Jezik / Language:
15 April 2016

Vares Wartime Rape Convict Demands Retrial

BIRN BiH Sarajevo

Defence lawyers for Muhidin Basic, who was convicted of raping a woman in Vares in 1994, have asked the court to quash the verdict and order a retrial because they have found new evidence.

Former security officer Basic’s lawyer Kerim Celik told a hearing at the Bosnian state court on Friday that the defence had acquired a wartime diary written by Mustafa Mujezinovic that would exonerate his client.

Celik said the diary written by Mujezinovic, who died in 1997, described exactly what happened on the day the crime committed.

He said Mujezinovic wrote that he drove the victim, who was given the codename A to protect her identity, to Vares that day, showing that her testimony to the court was untrue.

“The diary entries indicate that the factual status [of the case] has never been correctly determined before this court. Therefore, we have never found out what actually happened,” Celik told the hearing.

“By presenting this new piece of evidence, we shall get answers to many unclarified questions and by presenting new pieces of material evidence and re-examining witnesses, we would prove that the story was made up by person A and that my client was wrongfully convicted,” Celik said.

In April 2014 the state court’s appeals chamber sentenced Muhidin Basic and another man, Mirsad Sijak, to seven years in prison each for raping the victim in Vares.

At that time Basic was the chief of the war section of the State Security Service in Olovo, while Sijak was a military policeman with the 122nd Light Brigade of the Bosnian Army.

But prosecutor Edin Muratbegovic said it was not clear to him why the diary should be considered authentic, considering the fact that it did not describe the event that caused Basic’s conviction at all.

The court will give its decision at a later stage.

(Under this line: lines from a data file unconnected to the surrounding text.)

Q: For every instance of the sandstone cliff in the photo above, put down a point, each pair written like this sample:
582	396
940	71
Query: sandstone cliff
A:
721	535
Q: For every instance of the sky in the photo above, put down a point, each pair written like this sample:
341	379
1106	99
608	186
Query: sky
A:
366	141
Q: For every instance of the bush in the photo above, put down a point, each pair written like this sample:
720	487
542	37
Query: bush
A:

Also on Friday, the first witnesses were examined at the trial of Bozidar Perisic and Vinko Zoranovic, who are charged with having participated in the persecution of the Bosniak population from the Rogatica area, as well as murders, rape and unlawful detentions, from May 1992 to the end of 1993.

The prosecution witnesses said they fled their houses in 1992 after having received a call to surrender.

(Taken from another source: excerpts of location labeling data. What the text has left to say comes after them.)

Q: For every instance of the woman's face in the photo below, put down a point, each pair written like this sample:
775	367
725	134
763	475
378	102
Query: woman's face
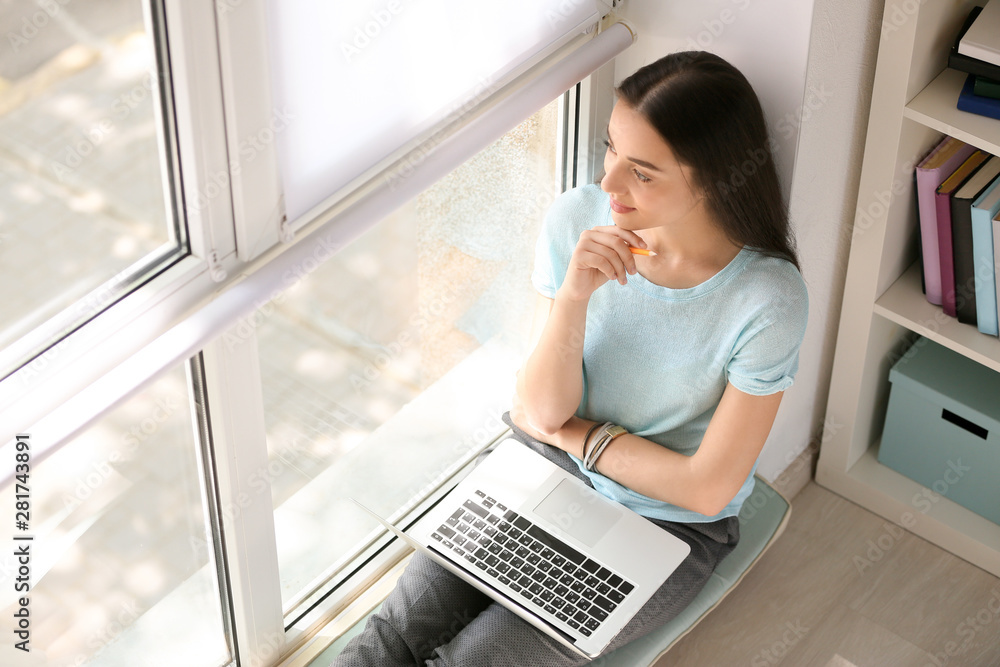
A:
648	186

Witness Hamid Mehmedovic said he lived with his parents and sister in the village of Gracanica in the Rogatica municipality until the attack on June 19 that year.“We heard a voice inviting citizens via a megaphone to surrender and saying their safety was guaranteed,” the witness said.

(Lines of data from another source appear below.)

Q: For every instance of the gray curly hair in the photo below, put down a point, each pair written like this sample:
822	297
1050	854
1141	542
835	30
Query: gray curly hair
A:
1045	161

“Three of us who could walk tried to reach the centre [of Rogatica] by foot. Fierce shooting had already begun. We walked in some sort of panic, hopelessness. We didn’t know what to do or where to go,” the witness said.

However the witness said he did not see any soldiers.

According to the charges, Perisic was a member of the First Podrinjska Light Infantry Brigade of the Bosnian Serb Army, while Zoranovic worked for the public security station in Rogatica.